Recently when I tried to start slime, most of the time it throw a error message:
Connecting to Swank on port 45744.. [2 times] Lisp connection closed unexpectedly: connection broken by remote peer
in *inferior-lisp* it shows:
;; Swank started at port: 45744. 45744 * ;; swank:close-connection: end of file on #<SB-SYS:FD-STREAM for "a socket" {B1593F1}>
But I run slime again and don't create an additional inferior lisp, it works very well.
I don't know why and can not get any debug information about it.

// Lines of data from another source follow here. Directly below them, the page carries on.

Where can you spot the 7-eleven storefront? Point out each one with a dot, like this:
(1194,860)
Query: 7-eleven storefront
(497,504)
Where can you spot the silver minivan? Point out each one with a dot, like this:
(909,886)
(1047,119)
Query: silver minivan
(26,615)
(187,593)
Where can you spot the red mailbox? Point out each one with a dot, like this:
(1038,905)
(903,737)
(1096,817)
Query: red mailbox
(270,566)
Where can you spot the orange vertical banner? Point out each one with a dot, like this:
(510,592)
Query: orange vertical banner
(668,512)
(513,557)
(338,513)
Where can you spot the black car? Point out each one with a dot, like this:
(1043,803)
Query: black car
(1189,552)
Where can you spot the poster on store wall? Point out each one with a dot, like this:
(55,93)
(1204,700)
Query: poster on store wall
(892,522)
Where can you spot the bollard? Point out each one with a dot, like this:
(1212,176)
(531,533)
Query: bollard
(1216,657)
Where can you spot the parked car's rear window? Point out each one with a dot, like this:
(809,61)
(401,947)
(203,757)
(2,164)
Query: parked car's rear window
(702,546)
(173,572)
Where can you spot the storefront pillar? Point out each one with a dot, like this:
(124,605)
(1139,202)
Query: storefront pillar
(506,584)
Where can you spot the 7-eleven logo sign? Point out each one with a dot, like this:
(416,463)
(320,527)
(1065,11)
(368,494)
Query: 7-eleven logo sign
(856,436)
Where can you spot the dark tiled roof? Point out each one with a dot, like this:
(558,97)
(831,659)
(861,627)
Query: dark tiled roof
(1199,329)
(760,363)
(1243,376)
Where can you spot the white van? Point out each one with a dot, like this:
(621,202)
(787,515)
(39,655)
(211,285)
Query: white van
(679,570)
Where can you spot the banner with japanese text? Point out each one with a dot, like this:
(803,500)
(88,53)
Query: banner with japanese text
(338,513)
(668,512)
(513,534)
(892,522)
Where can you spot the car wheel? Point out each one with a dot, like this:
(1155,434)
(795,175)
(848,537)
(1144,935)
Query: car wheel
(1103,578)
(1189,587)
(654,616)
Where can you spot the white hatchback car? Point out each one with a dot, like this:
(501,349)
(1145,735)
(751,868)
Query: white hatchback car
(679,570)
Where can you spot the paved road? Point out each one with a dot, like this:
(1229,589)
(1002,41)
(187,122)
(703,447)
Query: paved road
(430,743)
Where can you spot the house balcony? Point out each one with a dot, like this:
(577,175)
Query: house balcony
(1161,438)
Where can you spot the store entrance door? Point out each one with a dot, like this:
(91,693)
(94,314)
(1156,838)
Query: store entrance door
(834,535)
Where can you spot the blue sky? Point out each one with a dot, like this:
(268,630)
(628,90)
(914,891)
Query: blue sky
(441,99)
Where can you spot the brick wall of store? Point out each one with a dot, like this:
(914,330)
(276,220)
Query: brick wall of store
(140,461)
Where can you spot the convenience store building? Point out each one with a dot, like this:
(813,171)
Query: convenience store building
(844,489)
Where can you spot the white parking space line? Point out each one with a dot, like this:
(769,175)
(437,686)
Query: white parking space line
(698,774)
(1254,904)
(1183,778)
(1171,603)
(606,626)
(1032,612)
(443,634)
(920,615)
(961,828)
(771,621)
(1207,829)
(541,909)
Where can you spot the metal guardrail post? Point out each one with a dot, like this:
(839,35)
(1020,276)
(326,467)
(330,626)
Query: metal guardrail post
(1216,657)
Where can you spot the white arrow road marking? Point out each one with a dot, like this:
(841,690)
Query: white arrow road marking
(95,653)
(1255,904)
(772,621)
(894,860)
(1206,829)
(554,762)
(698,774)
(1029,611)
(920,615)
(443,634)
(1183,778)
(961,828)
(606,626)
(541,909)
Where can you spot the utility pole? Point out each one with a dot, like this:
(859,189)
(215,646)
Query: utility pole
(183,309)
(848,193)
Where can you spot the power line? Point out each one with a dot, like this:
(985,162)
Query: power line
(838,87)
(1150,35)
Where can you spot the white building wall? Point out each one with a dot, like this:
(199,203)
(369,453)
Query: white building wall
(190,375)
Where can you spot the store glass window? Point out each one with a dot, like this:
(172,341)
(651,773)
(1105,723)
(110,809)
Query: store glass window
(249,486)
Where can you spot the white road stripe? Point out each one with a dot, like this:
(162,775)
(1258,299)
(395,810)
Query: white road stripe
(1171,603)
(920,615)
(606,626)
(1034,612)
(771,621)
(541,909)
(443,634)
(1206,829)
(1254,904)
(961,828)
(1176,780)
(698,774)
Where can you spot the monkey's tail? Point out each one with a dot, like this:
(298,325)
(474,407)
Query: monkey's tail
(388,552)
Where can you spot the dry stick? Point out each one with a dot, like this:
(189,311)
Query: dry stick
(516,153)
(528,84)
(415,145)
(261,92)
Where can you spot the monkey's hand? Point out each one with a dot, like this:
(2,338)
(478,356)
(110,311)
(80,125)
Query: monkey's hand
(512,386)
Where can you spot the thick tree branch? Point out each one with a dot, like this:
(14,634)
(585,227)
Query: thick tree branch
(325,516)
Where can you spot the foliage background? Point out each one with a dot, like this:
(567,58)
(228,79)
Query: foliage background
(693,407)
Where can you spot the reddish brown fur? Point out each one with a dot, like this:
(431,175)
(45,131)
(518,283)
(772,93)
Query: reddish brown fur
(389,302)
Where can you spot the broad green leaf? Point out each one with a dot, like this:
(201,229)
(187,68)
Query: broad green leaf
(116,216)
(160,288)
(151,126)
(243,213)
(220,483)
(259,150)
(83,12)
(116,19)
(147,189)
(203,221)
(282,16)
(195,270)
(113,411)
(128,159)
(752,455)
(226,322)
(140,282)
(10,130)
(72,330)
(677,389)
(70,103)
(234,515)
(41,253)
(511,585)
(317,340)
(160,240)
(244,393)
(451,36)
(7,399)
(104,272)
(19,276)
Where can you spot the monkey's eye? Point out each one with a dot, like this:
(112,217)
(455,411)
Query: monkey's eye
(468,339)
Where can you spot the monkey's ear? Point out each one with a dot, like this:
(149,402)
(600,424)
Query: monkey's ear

I used Emacs 23.1.1, SLIME 2009-12-03, SBCL 1.0.31-2, my inferior-lisp-program is "/home/plato/clbuild/clbuild --implementation sbcl lisp"
Thank you in advance!
* Plato Wu [2009-12-06 10:08+0100] writes:
Recently when I tried to start slime, most of the time it throw a error message:
Connecting to Swank on port 45744.. [2 times] Lisp connection closed unexpectedly: connection broken by remote peer
in *inferior-lisp* it shows:
;; Swank started at port: 45744. 45744
- ;; swank:close-connection: end of file on #<SB-SYS:FD-STREAM for "a socket" {B1593F1}>
But I run slime again and don't create an additional inferior lisp, it works very well.
I don't know why and can not get any debug information about it.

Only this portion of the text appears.